Ciò premesso, il conflitto è scoppiato in tutta la sua violenza nel 2022 con l’invasione dell’Ucraina da parte russa e ancora è lontano dalla conclusione a causa della inaspettata resistenza ucraina. Contro la Russia l’Occidente ha applicato sanzioni e fornito armi di difesa e di offesa all’Ucraina. perché sembrava chiaro quale fosse l’aggressore e quale fosse l’aggredito.
Aggressore e aggredito
L’inizio della guerra di Gaza, invece, è stato collocato, come si diceva, all’8 ottobre 2023, dopo i massacri perpetrati da Hamas nel sud di Israele con l’assassinio di 1.200 persone a sangue freddo, atrocità di ogni tipo (filmate dagli stessi autori) e sequestro di 250, tra civili e militari, parte dei quali sono ancora prigionieri.
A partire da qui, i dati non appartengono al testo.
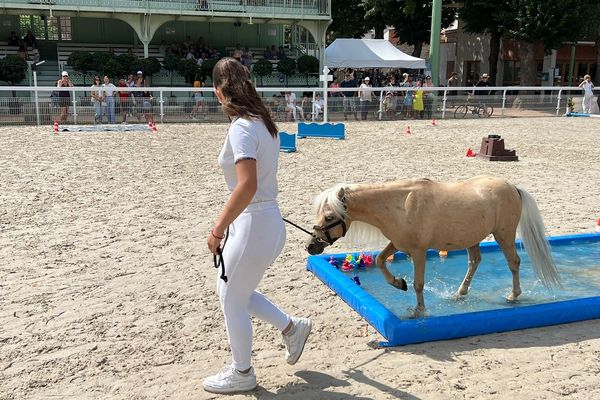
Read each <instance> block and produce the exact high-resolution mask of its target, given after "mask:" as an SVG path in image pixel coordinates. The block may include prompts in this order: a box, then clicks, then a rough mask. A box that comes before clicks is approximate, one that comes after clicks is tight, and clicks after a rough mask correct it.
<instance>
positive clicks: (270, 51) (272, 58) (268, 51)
mask: <svg viewBox="0 0 600 400" xmlns="http://www.w3.org/2000/svg"><path fill="white" fill-rule="evenodd" d="M264 56H265V60H272V59H273V53H271V49H270V48H269V46H267V48H266V49H265V54H264Z"/></svg>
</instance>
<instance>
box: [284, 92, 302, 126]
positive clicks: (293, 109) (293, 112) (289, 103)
mask: <svg viewBox="0 0 600 400" xmlns="http://www.w3.org/2000/svg"><path fill="white" fill-rule="evenodd" d="M285 107H286V109H287V110H288V119H289V117H290V116H292V117H293V118H294V121H296V122H298V112H299V113H300V118H301V119H302V120H304V110H302V107H300V106H299V105H297V104H296V95H295V94H294V93H292V92H285Z"/></svg>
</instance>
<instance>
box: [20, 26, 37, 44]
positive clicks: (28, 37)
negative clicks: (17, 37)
mask: <svg viewBox="0 0 600 400" xmlns="http://www.w3.org/2000/svg"><path fill="white" fill-rule="evenodd" d="M23 41H24V42H25V45H26V46H27V47H31V48H33V49H35V48H36V47H37V39H36V38H35V36H34V34H33V32H31V29H30V30H28V31H27V33H26V34H25V36H23Z"/></svg>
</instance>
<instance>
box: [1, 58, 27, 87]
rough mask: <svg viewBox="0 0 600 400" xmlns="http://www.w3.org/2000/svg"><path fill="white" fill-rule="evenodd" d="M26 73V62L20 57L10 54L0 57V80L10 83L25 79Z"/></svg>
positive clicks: (26, 62)
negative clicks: (1, 57)
mask: <svg viewBox="0 0 600 400" xmlns="http://www.w3.org/2000/svg"><path fill="white" fill-rule="evenodd" d="M26 73H27V62H26V61H25V60H23V59H22V58H21V57H19V56H17V55H14V54H11V55H8V56H6V57H4V58H3V59H0V81H5V82H8V83H10V84H11V86H12V85H14V84H16V83H18V82H21V81H22V80H23V79H25V76H26Z"/></svg>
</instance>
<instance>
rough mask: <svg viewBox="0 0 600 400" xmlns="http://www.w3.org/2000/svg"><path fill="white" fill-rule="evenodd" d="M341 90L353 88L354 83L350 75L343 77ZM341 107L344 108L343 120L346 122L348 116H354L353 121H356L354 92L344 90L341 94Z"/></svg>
mask: <svg viewBox="0 0 600 400" xmlns="http://www.w3.org/2000/svg"><path fill="white" fill-rule="evenodd" d="M340 87H341V88H343V89H344V88H355V87H356V81H355V80H354V79H352V76H351V75H350V74H348V73H347V74H346V75H344V80H343V81H342V83H340ZM342 96H343V98H344V99H343V106H344V120H348V114H350V113H352V114H354V119H355V120H357V121H358V113H357V111H356V99H355V97H356V92H355V91H352V90H346V91H343V92H342Z"/></svg>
Quasi subito il cosiddetto mondo libero ha invertito le posizioni, da cui Israele appare l’aggressore e Gaza l’aggredito. Le carte così mescolate hanno dato inizio alla più grande campagna antiebraica dal 1922 ad oggi. Innanzitutto, la guerra tra ebrei e “palestinesi” dura da millenni e non si è mai fermata, ma se vogliamo circoscrivere le cose occorre arrivare alla risoluzione n° 181 del 1947, con la quale l’Onu approvò la costituzione di due stati uno ebraico e uno palestinese. Niente di più infedele nei confronti della storia e della geografia; inoltre, dare la colorazione religiosa ad uno solo degli interessati, ha condotto all’attuale situazione. Infatti, la pace c’è soltanto con Egitto e Giordania, mentre con tutti gli altri paesi ci sono solo lunghi “cessate il fuoco”, che somigliano ad armistizi, ma che spesso hanno scatenato altre guerre. Il conflitto è chiamato israelo-palestinese, ma anche questa è una denominazione errata, ed è la storia che lo dice. Che l’aggressore e usurpatore di terre venga individuato nello Stato di Israele contraddice la logica, perché presuppone che gli Ebrei non abitassero più nelle tre provincie romane di Galilea, Samaria e Giudea dal 70 d.C., cioè dopo la distruzione di Gerusalemme ad opera dei Romani.
La fine non si vede
Per non dilungarci troppo, partiamo dal 135 d.C., quando l’Imperatore Adriano domò con la forza l’ultima rivolta “giudaica”, capitanata da Bar Kochbàh, sopprimendo le tre provincie e denominandole unitariamente Palestina, mentre questo nome spettava di diritto a Gaza, terra dei filistei o falashtìn, da tempi immemorabili, risalenti al 20 secolo a.C. Gli Ebrei, tuttavia rimasero in questa nuova provincia dell’Impero per secoli; basta guardare con occhio attento la storia delle Crociate. Per capire quanto squilibrio c’è nell’addebito delle responsabilità nella situazione attuale, vanno fatte delle considerazioni: all’atto dell’adozione della delibera Onu del 1947, i palestinesi potevamo proclamare il proprio Stato, ma non l’hanno fatto, anzi i paesi arabi circostanti hanno invaso il neonato Stato d’Israele; comunque la classe politica palestinese non era ancora abbastanza autonoma dai paesi “fratelli”; si chiede ad Israele di far entrare gli aiuti umanitari e di cessare il fuoco, senza contare che Hamas finora ha gestito la distribuzione dei beni di prima necessità; nessuno chiede ad Hamas di fermarsi e nessuno prova ad ammorbidire le sue posizioni. È di questi giorni l’affermazione che a fronte dei 14mila bambini morti ne sono nati 50mila, già pronti al martirio. Ciò stante non si vede la fine del conflitto, perché nessuno vuole tornare alle vere origini e l’Occidente, come detto, sta applicando due pesi e due misure.